Quant aux Liot, ce petit groupe de 23 députés hétéroclites, dont l'arrivée au gouvernement aurait pu permettre à François Bayrou de se targuer d'avoir élargi sa majorité, ils ne sont finalement pas présents au casting.
• Des personnes "hors des partis": trois exceptions
En août dernier, s'imaginant déjà à Matignon, François Bayrou invitait, dans les colonnes du Figaro, Emmanuel Macron à sortir de nominations liées aux partis politiques qui "ne peut conduire qu'à des impasses".
Là encore, la liste des nouveaux ministres est loin d'être apolitique.
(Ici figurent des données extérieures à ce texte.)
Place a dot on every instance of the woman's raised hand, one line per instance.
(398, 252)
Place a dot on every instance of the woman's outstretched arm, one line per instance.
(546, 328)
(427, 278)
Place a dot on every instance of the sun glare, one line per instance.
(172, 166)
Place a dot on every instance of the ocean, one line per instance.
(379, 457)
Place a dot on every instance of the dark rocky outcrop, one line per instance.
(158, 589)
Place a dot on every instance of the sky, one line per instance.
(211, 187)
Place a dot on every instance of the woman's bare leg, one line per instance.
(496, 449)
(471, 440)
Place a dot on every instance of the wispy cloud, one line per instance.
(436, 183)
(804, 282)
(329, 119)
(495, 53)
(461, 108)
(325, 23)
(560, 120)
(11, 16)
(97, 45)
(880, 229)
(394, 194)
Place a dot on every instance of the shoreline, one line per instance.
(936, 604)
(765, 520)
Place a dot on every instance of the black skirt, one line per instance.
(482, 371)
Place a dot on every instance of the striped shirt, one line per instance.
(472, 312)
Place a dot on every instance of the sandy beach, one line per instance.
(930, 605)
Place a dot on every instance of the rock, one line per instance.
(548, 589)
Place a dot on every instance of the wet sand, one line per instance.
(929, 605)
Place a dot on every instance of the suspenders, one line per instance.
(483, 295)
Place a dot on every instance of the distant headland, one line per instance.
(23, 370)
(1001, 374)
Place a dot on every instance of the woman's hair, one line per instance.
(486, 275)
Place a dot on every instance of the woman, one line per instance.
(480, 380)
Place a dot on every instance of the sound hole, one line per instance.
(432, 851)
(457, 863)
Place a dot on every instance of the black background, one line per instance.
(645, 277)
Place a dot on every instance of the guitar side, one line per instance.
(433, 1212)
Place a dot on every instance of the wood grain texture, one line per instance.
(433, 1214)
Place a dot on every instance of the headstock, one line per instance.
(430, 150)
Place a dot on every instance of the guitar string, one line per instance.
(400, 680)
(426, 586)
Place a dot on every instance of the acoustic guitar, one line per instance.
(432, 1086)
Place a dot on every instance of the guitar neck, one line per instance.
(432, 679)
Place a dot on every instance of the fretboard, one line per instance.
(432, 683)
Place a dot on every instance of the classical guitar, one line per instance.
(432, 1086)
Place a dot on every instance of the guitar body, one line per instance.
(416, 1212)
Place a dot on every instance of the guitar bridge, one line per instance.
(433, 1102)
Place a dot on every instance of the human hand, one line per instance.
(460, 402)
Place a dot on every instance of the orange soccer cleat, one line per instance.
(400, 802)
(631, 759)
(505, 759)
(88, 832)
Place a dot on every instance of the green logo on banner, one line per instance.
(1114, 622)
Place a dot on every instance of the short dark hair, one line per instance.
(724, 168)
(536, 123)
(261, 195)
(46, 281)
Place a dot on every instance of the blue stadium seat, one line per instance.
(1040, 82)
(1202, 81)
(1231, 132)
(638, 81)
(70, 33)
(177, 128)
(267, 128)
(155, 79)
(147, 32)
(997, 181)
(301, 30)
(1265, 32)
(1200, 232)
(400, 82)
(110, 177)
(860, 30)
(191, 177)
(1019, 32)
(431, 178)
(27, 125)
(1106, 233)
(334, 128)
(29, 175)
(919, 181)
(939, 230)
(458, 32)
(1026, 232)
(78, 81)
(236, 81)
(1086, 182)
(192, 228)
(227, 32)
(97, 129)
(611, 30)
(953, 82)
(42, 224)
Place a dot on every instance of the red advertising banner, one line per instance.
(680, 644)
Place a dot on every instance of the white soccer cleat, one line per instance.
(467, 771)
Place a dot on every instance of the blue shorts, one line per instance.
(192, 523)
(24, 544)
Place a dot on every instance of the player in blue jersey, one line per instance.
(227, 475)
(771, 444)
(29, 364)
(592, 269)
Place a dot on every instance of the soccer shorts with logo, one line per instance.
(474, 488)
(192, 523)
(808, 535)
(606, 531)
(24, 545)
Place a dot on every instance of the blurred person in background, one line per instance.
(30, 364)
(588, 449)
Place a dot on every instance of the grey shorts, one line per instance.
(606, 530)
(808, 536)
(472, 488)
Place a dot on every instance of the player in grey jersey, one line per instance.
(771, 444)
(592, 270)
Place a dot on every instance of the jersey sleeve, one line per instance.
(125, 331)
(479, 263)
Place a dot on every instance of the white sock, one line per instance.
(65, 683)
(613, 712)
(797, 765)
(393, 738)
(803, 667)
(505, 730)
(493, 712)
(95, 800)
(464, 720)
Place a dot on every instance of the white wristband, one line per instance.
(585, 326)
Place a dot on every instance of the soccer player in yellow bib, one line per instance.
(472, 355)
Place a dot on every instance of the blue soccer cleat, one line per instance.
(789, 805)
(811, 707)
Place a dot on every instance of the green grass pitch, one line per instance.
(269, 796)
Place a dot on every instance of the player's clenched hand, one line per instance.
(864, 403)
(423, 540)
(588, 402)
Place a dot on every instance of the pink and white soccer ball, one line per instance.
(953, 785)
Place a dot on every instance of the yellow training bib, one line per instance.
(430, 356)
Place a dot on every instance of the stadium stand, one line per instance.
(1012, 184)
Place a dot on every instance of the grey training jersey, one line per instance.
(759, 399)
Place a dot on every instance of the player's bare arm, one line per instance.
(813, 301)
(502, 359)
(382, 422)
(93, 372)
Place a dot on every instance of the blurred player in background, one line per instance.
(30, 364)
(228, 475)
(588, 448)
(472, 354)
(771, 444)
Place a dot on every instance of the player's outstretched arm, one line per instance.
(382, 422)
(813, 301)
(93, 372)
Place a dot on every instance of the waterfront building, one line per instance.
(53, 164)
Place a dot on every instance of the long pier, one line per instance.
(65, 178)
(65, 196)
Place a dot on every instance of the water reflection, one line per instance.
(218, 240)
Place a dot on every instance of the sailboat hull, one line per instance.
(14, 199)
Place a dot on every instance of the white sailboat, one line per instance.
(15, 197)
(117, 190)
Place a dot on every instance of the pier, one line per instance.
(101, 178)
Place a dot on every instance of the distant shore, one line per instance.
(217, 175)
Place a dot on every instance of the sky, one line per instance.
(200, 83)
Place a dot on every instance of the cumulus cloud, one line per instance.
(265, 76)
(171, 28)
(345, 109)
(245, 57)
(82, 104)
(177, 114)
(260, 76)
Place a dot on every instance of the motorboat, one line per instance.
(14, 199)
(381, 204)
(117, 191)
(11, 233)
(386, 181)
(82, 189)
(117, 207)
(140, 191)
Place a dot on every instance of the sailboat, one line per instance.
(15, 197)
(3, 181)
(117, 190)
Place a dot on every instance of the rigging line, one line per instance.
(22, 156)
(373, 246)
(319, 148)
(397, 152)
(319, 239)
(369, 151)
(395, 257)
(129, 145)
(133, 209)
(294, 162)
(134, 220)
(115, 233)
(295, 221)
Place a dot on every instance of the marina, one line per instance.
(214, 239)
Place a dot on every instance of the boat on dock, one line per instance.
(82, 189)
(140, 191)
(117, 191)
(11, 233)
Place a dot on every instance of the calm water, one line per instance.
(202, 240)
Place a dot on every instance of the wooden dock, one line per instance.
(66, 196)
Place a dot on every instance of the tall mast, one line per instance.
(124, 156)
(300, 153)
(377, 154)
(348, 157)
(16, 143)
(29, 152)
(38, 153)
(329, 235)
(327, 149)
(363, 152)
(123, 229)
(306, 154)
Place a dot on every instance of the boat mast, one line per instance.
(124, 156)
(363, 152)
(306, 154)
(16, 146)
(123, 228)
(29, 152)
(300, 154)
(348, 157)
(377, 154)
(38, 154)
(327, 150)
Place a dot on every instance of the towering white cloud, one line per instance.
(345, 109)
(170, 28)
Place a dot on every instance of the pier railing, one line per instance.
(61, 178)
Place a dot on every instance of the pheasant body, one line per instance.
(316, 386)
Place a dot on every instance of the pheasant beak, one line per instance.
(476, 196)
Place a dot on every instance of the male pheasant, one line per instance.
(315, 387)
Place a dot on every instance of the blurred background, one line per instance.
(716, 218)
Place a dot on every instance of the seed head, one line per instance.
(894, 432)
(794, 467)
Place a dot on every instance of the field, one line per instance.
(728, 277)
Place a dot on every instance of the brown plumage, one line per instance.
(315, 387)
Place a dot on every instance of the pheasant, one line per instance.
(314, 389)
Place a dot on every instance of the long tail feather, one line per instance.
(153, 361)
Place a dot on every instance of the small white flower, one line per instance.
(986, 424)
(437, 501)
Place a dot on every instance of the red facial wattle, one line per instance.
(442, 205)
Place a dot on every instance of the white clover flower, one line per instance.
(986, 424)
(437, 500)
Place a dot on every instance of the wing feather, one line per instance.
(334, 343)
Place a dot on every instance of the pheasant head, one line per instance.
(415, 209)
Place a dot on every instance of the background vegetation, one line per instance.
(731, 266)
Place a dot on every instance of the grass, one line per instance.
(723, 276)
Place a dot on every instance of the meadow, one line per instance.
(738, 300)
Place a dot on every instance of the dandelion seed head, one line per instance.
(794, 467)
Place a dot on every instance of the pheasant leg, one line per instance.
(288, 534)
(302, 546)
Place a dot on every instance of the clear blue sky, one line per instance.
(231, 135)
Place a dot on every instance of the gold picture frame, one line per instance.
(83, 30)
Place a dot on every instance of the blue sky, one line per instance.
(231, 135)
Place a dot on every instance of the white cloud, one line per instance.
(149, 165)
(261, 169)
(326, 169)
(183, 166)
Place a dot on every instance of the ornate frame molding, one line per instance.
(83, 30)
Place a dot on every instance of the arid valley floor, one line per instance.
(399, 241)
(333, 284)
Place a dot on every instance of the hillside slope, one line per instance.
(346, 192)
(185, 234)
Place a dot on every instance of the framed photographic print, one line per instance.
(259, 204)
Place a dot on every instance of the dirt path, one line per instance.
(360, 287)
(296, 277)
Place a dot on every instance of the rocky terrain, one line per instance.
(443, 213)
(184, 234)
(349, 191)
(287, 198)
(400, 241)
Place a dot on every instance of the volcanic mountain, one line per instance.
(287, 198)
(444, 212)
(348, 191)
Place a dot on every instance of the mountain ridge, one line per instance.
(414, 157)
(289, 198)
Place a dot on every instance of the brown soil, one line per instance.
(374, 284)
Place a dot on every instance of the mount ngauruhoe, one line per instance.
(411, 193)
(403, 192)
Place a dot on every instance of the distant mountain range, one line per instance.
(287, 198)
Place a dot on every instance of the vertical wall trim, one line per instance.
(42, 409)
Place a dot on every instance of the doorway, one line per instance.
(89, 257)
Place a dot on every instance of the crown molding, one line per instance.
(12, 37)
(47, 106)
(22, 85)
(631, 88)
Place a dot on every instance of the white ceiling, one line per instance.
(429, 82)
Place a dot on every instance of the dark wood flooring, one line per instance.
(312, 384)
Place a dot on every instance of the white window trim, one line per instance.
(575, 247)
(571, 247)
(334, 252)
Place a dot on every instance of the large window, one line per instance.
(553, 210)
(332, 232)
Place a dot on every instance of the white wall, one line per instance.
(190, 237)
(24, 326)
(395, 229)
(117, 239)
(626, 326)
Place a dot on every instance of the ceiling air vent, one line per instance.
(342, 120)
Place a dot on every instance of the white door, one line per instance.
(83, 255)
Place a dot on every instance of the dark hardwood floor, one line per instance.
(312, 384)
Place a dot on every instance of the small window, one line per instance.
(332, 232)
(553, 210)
La plupart d'entre eux ont même des fonctions exécutives dans leurs mouvements à l'instar d'Annie Genevard (Agriculture), vice-présidente déléguée des LR, Jean-Noël Barrot (Affaires étrangères), numéro 2 du Modem ou encore Élisabeth Borne (Éducation nationale), désormais bras droit de Gabriel Attal à Renaissance.
Seules exceptions: le directeur général de la Caisse des dépôts, Éric Lombard, nommé ministre de l’Economie et des Finances et le désormais ex président du Centre national d'études spatiales Philippe Baptiste, nommé ministre délégué chargé de l'Enseignement supérieur. Il est certes passé par le cabinet d'Édouard Philippe mais n'a jamais été candidat à une élection.
La nouvelle ministre des Sports, Marie Barsacq, ancienne dirigeante du comité olymique de Paris 2024, n'avait pas non plus d'engagement politique avant son entrée au gouvernement.